大気中の温室効果ガスが増える原因は,主に化石燃料を燃焼させることで発生します。化石燃料とは石油・石炭・天然ガスなどでしたね。これらは生物の化石。生物を構成する元素は炭素と水素と酸素。そして燃焼させるとは酸化させる(酸素を結びつける)ことですから,炭素と酸素が結びつき,二酸化炭素が発生するというわけです。
また森林の減少も二酸化炭素を増やす原因となります。植物は二酸化炭素を吸収して光合成をおこないますから,森林が減少すると吸収される二酸化炭素の量も減る。
温暖化は地球規模の環境問題ですので,「どこで」ということを考える必要はありません。主な現象として「海水面の上昇」というのをおさえておきましょう。
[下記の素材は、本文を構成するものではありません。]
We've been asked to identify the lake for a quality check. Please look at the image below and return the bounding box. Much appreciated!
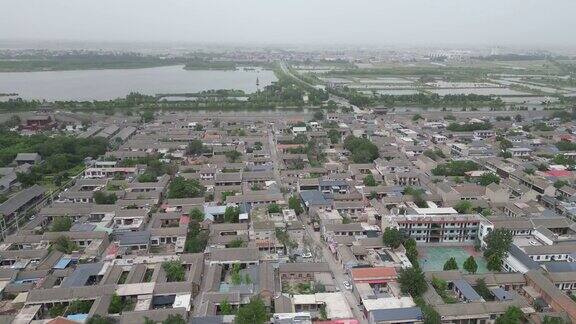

海水面が上昇すると低地に住む人々に大きな被害をもたらします。例えば太平洋にあるサンゴ礁の島国などは水没の危機にあります。
※温暖化と海面上昇
温暖化による海面上昇の原因は南極やグーリンランドの氷床が融けるということもありますが,海水の熱膨張が大きな原因です。物体は温度が上がると体積が大きくなります。ものによってその膨張率は異なりますが,もちろん海水も陸も温暖化によって体積が大きくなる。しかしその膨張率は水の方が高いので海水面が上昇するのです。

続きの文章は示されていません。